I have confusing in the following situation:
Let $\sigma,\tau$ be 'disjoint permutations' in certain symmetric group of orders $m$ and $n$, respectively, where 'disjoint' means that $\sigma(i)\neq i\Rightarrow\tau(i)=i$ and $\tau(j)\neq j\Rightarrow\sigma(j)\neq j$.
Now, suppose that $\sigma\circ\tau=\tau\circ\sigma$.
Then, what is the order of an element $\sigma\circ\tau$? Is it just $|\sigma\circ\tau|=\textrm{lcm}(m,n)$?
I think that $\gcd(m,n)$ need not be equal to $1$.
But, my attempts as follows:
Set $l=\textrm{lcm}(m,n)$. Then, since $\sigma\circ\tau=\tau\circ\sigma$, $(\sigma\circ\tau)^{l}=\textrm{id}$.
Now, assume that $(\sigma\circ\tau)^{l'}=\textrm{id}$ with $0<l'\le l$.
Then, since $\sigma\circ\tau=\tau\circ\sigma$, $\sigma^{l'}=(\tau^{l'})^{-1}$, and which implies that $\sigma^{l'}=(\tau^{l'})^{-1}=\textrm{id}$ since $\sigma$ and $\tau$ are disjoint.
Thus, $m\mid l'$ and $n\mid l'$, furthermore, $l=\textrm{lcm}(m,n)\mid l'$.
Therefore, since $0<l\le l'$, $l=l'$, and hence, the element $\sigma\circ\tau$ is of order $l=\textrm{lcm}(m,n)$.
My attempts seems to be false. Where i made a mistake?

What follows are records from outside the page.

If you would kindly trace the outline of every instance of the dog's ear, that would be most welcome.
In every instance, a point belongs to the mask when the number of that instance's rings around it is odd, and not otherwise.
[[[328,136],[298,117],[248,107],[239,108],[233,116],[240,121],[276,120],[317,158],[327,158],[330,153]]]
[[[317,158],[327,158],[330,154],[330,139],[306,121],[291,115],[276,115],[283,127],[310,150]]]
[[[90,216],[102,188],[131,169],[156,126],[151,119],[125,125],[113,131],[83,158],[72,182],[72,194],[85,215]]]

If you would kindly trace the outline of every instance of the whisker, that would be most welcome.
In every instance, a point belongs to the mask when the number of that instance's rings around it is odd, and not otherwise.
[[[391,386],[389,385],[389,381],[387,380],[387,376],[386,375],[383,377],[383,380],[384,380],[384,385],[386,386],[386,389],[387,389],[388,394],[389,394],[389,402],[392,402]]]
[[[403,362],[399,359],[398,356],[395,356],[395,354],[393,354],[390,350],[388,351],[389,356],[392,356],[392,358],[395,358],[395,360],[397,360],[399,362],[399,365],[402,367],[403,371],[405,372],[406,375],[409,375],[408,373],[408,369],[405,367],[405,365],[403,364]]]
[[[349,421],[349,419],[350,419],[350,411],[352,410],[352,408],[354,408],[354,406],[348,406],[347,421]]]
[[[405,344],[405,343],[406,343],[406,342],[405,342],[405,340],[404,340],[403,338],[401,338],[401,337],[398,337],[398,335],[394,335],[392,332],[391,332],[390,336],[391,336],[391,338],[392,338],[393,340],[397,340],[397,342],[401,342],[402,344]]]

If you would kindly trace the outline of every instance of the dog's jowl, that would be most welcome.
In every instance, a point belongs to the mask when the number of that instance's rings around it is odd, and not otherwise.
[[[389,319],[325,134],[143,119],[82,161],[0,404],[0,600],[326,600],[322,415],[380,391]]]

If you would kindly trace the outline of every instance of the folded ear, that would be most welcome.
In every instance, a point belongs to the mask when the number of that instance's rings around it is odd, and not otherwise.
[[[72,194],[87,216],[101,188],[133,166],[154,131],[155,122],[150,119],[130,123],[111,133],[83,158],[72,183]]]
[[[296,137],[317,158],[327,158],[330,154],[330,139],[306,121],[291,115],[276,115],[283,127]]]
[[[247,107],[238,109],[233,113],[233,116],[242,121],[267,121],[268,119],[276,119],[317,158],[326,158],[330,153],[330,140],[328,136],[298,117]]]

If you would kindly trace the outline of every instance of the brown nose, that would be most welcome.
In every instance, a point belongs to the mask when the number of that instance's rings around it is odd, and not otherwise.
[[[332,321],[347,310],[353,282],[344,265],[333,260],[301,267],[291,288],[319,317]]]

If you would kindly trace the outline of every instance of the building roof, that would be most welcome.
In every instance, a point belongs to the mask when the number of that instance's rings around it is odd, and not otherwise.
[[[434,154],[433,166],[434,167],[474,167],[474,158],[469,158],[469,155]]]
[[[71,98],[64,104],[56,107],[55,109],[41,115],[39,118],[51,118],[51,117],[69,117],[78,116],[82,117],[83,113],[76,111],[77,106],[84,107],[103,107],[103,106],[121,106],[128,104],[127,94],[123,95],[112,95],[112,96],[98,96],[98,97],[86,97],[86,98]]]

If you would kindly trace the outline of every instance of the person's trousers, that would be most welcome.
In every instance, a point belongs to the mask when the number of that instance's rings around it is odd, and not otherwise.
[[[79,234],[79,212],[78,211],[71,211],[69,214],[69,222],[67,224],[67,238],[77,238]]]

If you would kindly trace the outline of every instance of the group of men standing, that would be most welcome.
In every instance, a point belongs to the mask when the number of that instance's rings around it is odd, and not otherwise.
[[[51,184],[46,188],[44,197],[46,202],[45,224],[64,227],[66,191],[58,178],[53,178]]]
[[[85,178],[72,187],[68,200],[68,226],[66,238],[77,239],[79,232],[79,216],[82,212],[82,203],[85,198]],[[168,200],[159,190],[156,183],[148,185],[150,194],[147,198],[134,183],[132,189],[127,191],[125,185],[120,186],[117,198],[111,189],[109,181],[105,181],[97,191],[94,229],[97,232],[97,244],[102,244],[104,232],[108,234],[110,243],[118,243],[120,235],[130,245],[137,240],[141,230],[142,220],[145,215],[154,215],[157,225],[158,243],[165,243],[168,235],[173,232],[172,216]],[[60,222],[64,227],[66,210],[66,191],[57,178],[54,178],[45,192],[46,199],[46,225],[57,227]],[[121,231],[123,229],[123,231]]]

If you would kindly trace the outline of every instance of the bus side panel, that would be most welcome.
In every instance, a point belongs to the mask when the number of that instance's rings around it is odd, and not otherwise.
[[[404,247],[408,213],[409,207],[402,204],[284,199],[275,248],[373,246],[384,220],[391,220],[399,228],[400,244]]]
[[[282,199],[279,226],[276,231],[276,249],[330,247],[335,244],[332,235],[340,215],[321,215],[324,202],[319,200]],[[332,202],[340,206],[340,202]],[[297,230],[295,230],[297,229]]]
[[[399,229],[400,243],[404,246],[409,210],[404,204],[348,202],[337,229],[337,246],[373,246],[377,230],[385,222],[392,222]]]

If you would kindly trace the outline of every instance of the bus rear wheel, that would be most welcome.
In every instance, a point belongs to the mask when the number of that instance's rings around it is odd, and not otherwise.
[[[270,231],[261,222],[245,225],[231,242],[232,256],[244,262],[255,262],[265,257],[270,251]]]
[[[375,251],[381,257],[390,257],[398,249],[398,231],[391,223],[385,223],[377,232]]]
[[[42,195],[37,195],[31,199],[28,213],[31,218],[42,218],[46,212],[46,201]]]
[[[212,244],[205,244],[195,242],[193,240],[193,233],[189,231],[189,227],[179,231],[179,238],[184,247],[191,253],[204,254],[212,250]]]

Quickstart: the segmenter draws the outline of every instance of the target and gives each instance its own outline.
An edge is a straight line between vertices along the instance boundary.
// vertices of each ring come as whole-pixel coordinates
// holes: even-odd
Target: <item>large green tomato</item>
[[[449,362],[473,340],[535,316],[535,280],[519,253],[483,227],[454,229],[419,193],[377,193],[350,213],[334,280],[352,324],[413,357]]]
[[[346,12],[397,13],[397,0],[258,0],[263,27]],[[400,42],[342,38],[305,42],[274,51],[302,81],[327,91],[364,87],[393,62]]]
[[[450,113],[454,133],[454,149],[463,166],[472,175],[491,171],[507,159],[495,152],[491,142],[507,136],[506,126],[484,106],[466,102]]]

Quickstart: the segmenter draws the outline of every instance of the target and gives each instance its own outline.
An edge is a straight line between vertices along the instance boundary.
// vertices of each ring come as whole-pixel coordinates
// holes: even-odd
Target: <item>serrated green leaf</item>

Can someone point me out? Thank you!
There is no mistake in your reasoning. The fact that permutations are disjoint is much stronger than the fact that permutations commute. So, in general for commuting permutations $a, b$ we have $$ \operatorname{ord} (a\cdot b) | \operatorname{lcm} (\operatorname{ord} (a), \operatorname{ord} (b)) $$ But in the case where $a$ and $b$ are disjoint we have $$ \operatorname{ord} (a\cdot b) = \operatorname{lcm} (\operatorname{ord} (a), \operatorname{ord} (b)). $$
Also we can give an exmaple where for commuting but non-disjoint permutations the last equality is not true. We have $$ \operatorname{ord}(a\cdot a^{-1}) = 1 $$ for every permutation $a$, but of course if $a$ has non-identity order equation $ \operatorname{ord} (a\cdot b) = \operatorname{lcm} (\operatorname{ord} (a), \operatorname{ord} (b)) $ is not valid.